Katia thought for a while, trying to find the words to reply correctly while dissipating Mikhail’s anger.
“I’m not going to defend our last tsar, he doesn’t deserve it. His predecessors didn’t try to find out what the people wanted or needed either, they preferred having serfs to having citizens. They could have been like their British or German cousins, but they were not, they were incapable of understanding that you cannot carry on committing injustices permanently. The people hated the imperial family, they hated the nobles, they hated the bourgeoisie, they hated everyone whom they saw as having everything while they were unable to feed their children.” Katia stared fixedly at Mikhail before continuing. “I know that your father Yuri was a revolutionary, that my brother and Samuel sympathized with socialism, because no one with a heart could fail to be moved at such injustice. I never shared my brother’s opinions about the revolutionaries, but I would have liked my country to change, I would have liked the tsar to have been able to implement reforms, I would have liked there to be a parliament where people could speak freely about the problems they faced . . . We would not have had to improvise, we had the British model to work with.”
“You cannot convince me that the revolutionaries behaved like hangmen,” Mikhail insisted.
“Russia has bled to death with the Civil War, the Red Army against the White Army . . . And yes, on too many occasions the revolutionaries behaved in a brutal fashion. They enforced their revolution at the same level of cruelty that the tsar had enforced his rule.” Katia said these wor
ds with no hesitation, even in the face of Mikhail’s furious gaze.
“Are you so naïve as to think that the proud aristocrats, the caste that governed Russia, the tsar and his family, were simply going to bow to the people and agree that they had spent centuries exploiting them? Do you really think he would have shared his power? No, he wouldn’t have. We took what was ours. Men like my father gave their lives to give dignity back to Russia. What life is worth living if a man is a serf?” Mikhail had raised his voice.
“My grandparents taught me to respect my fellow man. My grandfather would never have allowed Konstantin or me to grow up thinking that we were better than anyone else simply for having been born noble. My grandfather always treated his servants with respect and affection,” Katia replied in a peaceful voice.
“Yes, you were condescending aristocrats, but why did you have to have everything while those around you had nothing? You should go to Palestine and see how the Jews are living there. It wouldn’t do you any harm to live on a kibbutz . . . No one owns anything on our farms, everything’s shared, and no decisions are taken without everyone being in agreement. The kitchen and the dining room are communal, the children are all educated by everyone. Do you know where this miracle of equality comes from? The Russian Jews, men who think the same as my father did.

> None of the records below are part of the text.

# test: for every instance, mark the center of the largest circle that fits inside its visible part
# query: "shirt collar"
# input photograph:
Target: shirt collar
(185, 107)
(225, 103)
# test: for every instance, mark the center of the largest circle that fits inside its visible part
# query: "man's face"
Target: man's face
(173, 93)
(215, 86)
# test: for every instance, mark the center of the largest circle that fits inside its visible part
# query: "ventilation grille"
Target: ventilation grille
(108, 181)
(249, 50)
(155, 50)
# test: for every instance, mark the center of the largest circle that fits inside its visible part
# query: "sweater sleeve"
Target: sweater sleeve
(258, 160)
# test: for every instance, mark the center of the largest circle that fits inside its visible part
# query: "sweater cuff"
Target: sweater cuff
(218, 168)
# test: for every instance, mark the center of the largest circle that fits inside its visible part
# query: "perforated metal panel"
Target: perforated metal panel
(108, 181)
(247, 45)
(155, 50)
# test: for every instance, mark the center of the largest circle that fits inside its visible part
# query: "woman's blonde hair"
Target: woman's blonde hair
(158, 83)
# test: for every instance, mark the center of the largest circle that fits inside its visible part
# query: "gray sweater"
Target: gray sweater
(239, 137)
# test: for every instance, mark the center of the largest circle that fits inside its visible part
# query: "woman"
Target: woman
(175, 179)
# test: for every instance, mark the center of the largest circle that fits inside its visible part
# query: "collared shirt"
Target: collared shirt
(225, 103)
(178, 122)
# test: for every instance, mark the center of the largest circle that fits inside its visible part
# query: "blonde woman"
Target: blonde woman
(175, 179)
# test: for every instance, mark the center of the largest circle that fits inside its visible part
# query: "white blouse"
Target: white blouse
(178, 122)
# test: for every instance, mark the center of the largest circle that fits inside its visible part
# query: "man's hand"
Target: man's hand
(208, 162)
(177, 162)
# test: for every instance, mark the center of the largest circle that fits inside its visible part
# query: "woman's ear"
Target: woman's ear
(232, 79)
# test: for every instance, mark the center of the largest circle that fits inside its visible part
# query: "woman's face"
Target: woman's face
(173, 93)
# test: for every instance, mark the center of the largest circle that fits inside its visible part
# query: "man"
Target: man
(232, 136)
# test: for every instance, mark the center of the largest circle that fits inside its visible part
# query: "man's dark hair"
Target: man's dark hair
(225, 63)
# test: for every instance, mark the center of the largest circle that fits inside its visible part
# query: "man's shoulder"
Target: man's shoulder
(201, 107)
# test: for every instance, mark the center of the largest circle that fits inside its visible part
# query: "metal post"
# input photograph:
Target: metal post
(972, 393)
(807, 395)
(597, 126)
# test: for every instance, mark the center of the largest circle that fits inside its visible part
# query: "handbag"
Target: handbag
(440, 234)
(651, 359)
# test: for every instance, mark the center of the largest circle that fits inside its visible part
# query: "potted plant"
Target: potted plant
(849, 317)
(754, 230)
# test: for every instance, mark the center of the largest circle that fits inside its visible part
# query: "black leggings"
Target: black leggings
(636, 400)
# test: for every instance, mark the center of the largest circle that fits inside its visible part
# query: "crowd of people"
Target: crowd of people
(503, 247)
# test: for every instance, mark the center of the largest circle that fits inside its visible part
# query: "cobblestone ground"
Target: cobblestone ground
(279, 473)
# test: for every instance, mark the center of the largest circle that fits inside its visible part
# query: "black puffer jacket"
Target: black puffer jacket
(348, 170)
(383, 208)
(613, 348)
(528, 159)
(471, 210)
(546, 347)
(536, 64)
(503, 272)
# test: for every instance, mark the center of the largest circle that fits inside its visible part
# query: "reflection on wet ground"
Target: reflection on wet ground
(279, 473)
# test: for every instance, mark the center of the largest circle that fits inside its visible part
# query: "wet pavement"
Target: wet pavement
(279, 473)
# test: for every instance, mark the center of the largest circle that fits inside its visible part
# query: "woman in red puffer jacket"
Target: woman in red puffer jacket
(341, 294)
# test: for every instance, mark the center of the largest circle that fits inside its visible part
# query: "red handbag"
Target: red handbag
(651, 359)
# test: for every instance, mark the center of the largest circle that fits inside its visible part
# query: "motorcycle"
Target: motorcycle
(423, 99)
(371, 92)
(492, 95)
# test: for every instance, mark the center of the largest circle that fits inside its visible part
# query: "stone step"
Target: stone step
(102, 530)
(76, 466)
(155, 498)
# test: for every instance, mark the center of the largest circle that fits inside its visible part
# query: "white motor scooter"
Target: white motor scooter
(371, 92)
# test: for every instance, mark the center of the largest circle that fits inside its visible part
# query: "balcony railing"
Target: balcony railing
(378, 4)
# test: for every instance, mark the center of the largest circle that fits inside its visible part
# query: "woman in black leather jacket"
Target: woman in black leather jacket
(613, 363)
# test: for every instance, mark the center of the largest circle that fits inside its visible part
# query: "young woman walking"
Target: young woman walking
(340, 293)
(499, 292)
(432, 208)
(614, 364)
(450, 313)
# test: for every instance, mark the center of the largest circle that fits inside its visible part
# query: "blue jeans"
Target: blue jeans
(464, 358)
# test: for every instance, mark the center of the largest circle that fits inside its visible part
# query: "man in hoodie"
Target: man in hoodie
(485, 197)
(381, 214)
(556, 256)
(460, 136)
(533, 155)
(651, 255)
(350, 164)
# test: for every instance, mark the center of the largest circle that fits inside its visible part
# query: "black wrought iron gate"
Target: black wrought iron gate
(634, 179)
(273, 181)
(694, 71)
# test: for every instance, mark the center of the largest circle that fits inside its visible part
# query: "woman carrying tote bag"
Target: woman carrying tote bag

It is not easy to live on a kibbutz, only the best can do so, those who really think that all human beings are equal, that no one deserves to have more than anyone else.”
“Yes, equality is a beautiful dream, but tell me, Mikhail, do the Russian socialists in Palestine make everyone else live like them? Do they put people who disagree with them into prison? Do they kill those who resist? Is it obligatory to be a communist? Our revolutionaries have imposed a reign of terror. They say that everything they do is in the name of the people, but they don’t ask the people what they want, how they want to live,” Katia said, unwilling to bend before Mikhail.